Посмотрел я вчера первые три серии «Дорогой мой человек». У меня, граждане, нет слов, точнее есть, но все нецензурные. Это какой-то фееричный ахтунг. Это то, что г-жа Альбац называет вон из профессии. Господи, ну если вы хотите снимать свои сюжеты, так снимайте, зачем портить своими домыслами прекрасную чудесную книгу? Не понимаете о чем книга, ну так не снимайте, или снимайте дословно, прямо по книге. Те, кому надо, тем поймут, о чем там.
Самая главная проблема – это проклятые десталинизаторы. Почему-то считается невозможным снять фильм про то время, не уделив вагон времени Кровавой Гэбне, терроризирующей всех честных людей. Причем тема репрессий есть в книге Германа. Есть и во вполне достаточном объеме. Правда ближе к концу. В начале же она не нужна, первая книга она не об этом, она даже не о времени. Она о становлении очень хорошего человека и блестящего врача. О становлении легенды. Помните, как Богословский сказал Устименко в Черном Яре «Я хочу, чтобы ыы стали легендой»? Нет, нам же показывают, как кровавые чекисты всех хватают, как на собраниях клеймят хороших профессоров и т.п.
Кстати, о собрании. Очевидно, что сведения о комсомольских собраниях создатели фильма черпали из представлений 80-тых годов, когда СССР уэже сыпалась, власть одряхлела и запал в ней практически иссяк. (Я уж не говорю о том, что непонятно почему профессорско-преподавательский состав заседает совместно с первокурсниками) Но ведь фильм о других временах. Это же тридцатые годы: революция совершилась всего 20 лет назад, Гражданская закончилась еще позже, еще живы люди, которые все это делали. Еще волнуют умы, особенно умы молодые те идеи строительства светлого будущего. Люди ищут, спорят. Между прочим, в книге Германа есть тоже эпизод с комсомольским собранием:
Евгений ни Ганичева, ни Полунина терпеть не мог. Он не понимал, о чем они говорят; на их лекциях лицо его выражало растерянность; на общекурсовом комсомольском собрании он даже пожаловался, что устал от негативных лекций, что ему нужны положительные знания, а не скептические усмешки по поводу великих завоеваний науки.

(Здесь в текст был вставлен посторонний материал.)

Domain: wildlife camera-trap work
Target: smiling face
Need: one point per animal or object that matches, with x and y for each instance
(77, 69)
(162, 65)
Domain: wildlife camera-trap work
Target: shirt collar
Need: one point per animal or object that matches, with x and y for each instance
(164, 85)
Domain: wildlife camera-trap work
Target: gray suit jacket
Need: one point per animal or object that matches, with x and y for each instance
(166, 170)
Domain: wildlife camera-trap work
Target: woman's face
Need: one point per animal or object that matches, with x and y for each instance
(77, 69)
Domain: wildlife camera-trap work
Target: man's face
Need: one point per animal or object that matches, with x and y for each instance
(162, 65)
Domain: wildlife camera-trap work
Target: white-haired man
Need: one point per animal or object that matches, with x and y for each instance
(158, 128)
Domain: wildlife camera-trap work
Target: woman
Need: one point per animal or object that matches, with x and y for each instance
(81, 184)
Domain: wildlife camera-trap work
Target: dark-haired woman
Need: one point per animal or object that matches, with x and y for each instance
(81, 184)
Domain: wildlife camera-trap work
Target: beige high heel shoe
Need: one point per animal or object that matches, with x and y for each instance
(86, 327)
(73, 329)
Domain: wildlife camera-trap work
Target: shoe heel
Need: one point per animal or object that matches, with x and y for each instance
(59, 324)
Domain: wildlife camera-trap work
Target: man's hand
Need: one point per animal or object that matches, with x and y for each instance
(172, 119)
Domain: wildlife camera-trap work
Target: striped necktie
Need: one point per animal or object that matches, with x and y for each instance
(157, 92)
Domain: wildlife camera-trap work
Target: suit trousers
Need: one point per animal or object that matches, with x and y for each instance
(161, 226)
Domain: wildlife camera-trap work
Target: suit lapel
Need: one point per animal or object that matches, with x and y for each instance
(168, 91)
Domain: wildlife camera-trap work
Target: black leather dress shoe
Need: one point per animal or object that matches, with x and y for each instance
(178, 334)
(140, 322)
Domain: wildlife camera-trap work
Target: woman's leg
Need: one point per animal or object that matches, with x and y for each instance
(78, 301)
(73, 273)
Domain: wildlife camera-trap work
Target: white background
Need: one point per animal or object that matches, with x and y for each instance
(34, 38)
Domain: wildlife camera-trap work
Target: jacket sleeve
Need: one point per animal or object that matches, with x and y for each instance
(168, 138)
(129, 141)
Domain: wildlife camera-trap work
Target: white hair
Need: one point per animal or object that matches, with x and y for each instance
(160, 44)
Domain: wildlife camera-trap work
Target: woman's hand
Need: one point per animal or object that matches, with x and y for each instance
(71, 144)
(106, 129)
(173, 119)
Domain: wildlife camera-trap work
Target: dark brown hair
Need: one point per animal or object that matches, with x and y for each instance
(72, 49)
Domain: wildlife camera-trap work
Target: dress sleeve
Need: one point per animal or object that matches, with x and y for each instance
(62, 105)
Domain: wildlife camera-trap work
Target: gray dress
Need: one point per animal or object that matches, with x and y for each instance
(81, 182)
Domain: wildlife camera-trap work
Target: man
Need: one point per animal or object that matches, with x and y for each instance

Пыч – самый старый студент на курсе, уже седеющий, с проплешиной человек, молчаливый и всегда занятый, – вдруг вспылил и обрушился на Степанова со всей своей всесокрушающей, тяжелой силой. И все коммунисты и комсомольцы курса вслед за Пычем сомкнутым строем двинулись на Евгения. Он попросил слова для справки – ему не дали. Он попросил разрешения признать свои ошибки – тоже не дали. Но старик Пыч выступил во второй раз.
– Товарищи! – сказал он своим сорванным, кавалерийским голосом. – Товарищи! Профессора Ганичев и Полунин учат нас думать. Думать и задумываться! Да, нам трудно подвергать сомнениям простые истины учебников. Но ведь наступит время, когда каждый из нас останется один на один с больным, останется без помощи профессора, без клиники, просто вот так: изба, вот я – врач, а вот он – больной. И разве можно все к этому дню заучить? Но уметь думать, как медики, как врачи, можно выучиться. Понятна моя мысль?

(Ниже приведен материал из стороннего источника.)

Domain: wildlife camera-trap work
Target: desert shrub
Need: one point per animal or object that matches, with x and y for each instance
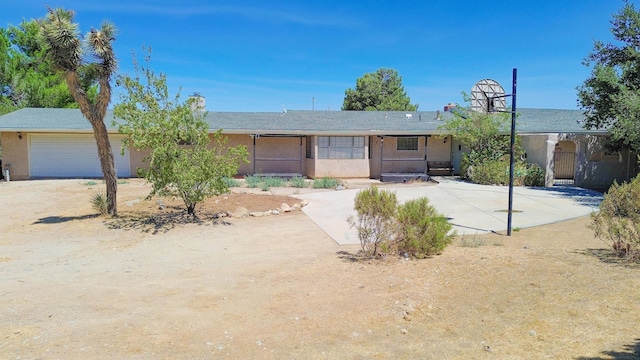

Пыч говорил долго, и слушали его охотно и радостно. Всем было приятно, что любимец курса Пыч, Старик, которому таким трудом доставалось учение, понимает Ганичева и Полунина. А так как на свете нет ничего тайного, что не стало бы явным, то надо было думать, что и Полунин, и Ганичев узнали о курсовом собрании и о том, как горячо и страстно говорили о них студенты...
Весьма отличается от фильма не правда ли? Более того, они даже в Черный Яр Устименко отправили якобы, чтобы скрыть его от чекистских палачей! Видимо в голову авторов фильма не приходит, что можно по доброй воле стать деревенским доктором. Они этого не понимают, воспитание другое, и ценности другие.
Вторая беда фильма – это додумки авторов. Зачем придумывать свое? В трилогии Германа вагон материала для фильма, хватит не на 20 серий, а больше. Но нет. Надо придумать ахинею, как сгоревшего летчика привезли на срочную операцию из Испании. Надо в первую книгу втиснуть Инну Горбанюк зачем-то.
Можно ругань продолжать еще долго. Но оставлю немного на следующие серии. Правда не уверен, что буду смотреть. Сегодня посмотрю точно, а уже дальше подумаю.